Scott Stephens, CPP, is a security consultant with a specialization in water utility security. He is also the former chair of ASIS International’s Utilities Security Council (now the Utilities Security Community). “When I look at the incident,” Stephens tells Security Management, “I’m surprised there is Internet access to the process control system. Best practice is just to not have process control ever touch a system that has an Internet connection.”

He says smaller utilities, which have fewer resources, may have a need for remote monitoring of their water supply. “The municipal water system is a complex chemical system. You might need remote monitoring to watch chemical and supply levels in cases where there might be high demand because of a fire or a water main break or a spike in commercial use, so you can act quickly. But any control action you take can’t be done from an Internet-connected machine,” he adds.

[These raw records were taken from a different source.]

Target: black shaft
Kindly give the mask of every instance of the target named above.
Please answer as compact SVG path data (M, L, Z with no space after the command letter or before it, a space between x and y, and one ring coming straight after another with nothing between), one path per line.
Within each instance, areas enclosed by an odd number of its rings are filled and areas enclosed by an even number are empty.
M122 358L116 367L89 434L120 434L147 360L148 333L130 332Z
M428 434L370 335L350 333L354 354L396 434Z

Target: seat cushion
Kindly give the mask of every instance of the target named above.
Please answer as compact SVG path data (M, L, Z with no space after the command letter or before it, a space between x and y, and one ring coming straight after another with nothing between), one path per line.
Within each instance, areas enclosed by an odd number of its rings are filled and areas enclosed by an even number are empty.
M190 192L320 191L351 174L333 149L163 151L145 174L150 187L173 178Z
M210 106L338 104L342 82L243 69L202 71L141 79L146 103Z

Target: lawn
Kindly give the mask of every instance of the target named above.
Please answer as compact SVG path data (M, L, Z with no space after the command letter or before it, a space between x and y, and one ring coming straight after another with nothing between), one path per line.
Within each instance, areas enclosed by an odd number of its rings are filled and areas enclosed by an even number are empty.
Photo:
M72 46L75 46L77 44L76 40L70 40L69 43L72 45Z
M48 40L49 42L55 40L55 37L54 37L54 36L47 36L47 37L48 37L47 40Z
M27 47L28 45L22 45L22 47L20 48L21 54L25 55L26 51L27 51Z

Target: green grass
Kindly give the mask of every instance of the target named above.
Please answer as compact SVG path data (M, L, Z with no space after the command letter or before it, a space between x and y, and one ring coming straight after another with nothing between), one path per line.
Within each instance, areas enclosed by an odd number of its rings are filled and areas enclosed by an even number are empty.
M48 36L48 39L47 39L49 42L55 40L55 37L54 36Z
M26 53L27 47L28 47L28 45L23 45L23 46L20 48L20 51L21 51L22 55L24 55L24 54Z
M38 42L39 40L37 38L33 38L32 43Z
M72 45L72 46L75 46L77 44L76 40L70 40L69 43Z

Stephens says he believes most water utilities across the United States do not have this vulnerability—that there is no remote access via Internet-connected devices. He noted that the America’s Water Infrastructure Act of 2018 addresses the issue through its risk and resilience assessments and emergency response plan requirement. In a document from the U.S. Environmental Protection Agency (EPA) designed to help water utilities comply with the act, it says “cyber-attacks on water process control systems are not common. Most reported incidents of cyber penetration into process control systems have occurred where control networks lacked adequate segregation from business enterprise networks.”

Under the act, every water utility is required to certify to the EPA that they have completed their risk assessment and emergency response plan. The deadline for larger utilities to submit their certifications has already passed. For smaller utilities, such as the one in Oldsmar, the deadline is 30 June 2021.

Bochman says the incident should serve as a warning sign. “Most engineers and operators in water plants and other critical industrial engineering settings have very little to no education or training in cybersecurity,” he says.

At the Oldsmar facility, he noted, clearly they had not prepared for the likelihood that someone might attempt to intentionally misuse the access granted by the TeamViewer tool and planned accordingly. “It really reinforces the need for any operators or engineers dealing with systems that can directly affect the health and safety and the public to have a good understanding of their cybersecurity vulnerabilities. They don’t have to be cybersecurity experts, but having some basic knowledge applied to their situation can really save their bacon.”